March 1, 2021
Dear OADN Members:
It is hard to believe that approximately one year ago we were confronting the onset of the COVID-19 Pandemic. For most of us, we probably did not imagine that the pandemic would forever be a changing moment in our personal and professional lives, as well as the world at large. The loss of over 500,000 lives in the United States is devastating, and with each one of those lives, there are family and friends that have suffered immensely. Even with this loss, the human spirit has a strength when confronted with tragedy to persevere. Nowhere is this more evident than in the nursing profession.
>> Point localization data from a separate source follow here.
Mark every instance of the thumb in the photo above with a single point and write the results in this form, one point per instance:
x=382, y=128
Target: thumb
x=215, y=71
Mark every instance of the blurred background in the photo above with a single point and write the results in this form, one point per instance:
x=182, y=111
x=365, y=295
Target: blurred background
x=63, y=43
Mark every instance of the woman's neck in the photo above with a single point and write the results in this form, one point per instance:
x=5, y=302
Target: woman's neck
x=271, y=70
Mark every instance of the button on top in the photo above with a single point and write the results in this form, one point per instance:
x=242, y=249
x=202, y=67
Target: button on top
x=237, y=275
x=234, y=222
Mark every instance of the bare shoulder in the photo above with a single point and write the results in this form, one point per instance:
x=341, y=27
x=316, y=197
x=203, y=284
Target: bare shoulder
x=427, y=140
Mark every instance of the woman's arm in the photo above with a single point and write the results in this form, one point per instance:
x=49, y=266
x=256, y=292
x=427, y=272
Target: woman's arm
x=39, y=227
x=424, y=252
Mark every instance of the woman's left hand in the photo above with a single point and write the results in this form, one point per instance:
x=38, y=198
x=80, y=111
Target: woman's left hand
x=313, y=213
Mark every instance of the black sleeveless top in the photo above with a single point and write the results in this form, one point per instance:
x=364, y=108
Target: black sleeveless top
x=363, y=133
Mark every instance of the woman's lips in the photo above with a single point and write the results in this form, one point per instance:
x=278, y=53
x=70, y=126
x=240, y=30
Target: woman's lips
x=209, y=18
This past year, as nurse educators you have demonstrated your willingness to adapt and be flexible to ensure the future nursing students are obtaining the best education possible. I have heard from many of you about the constant change in the clinical environment. One day there is clinical, and the next there is not. The transition to online teaching and learning was a steep mountain to climb, but each of you reached the summit and achieved amazing results. You should be proud of your accomplishments. With your tenacity, you have managed to educate the next generation of nurses. You have impacted their lives and stood by them as they too struggled during the events of this past year.
So, what is next? The 2021 OADN Convention’s theme is fitting: The Power of Nursing Education to Move Beyond 2020. We have learned so much and it is imperative to share these experiences and support each other as we restore our lives with all we have encountered. Most likely, nursing education is forever changed, and this is a positive outcome of the pandemic. Many creative and alternative teaching methodologies have been realized. I hope that you will consider sharing what you have learned by submitting a poster or podium abstract for the Convention. We are powerful as is evident in the transitions we have experienced. I am looking forward to the OADN 2021 Convention as a time we come together, remember all that we have learned, and continue in our shared passion as educators and nurses.
In closing, remember to take some time for yourself. COVID fatigue is real, and we must acknowledge this disruption to our normal routine of life. As nurses, it is not uncommon to place others first before our own needs. This pandemic has shown that we must take care of ourselves and there should be no more excuses. Life is too precious. I am just as guilty of this as I say to myself, “just one more email.” However, I have made a commitment that every day I must do something for myself, no matter how small. I encourage you to do the same. We will only be able to continue if we take care of ourselves, and then each other.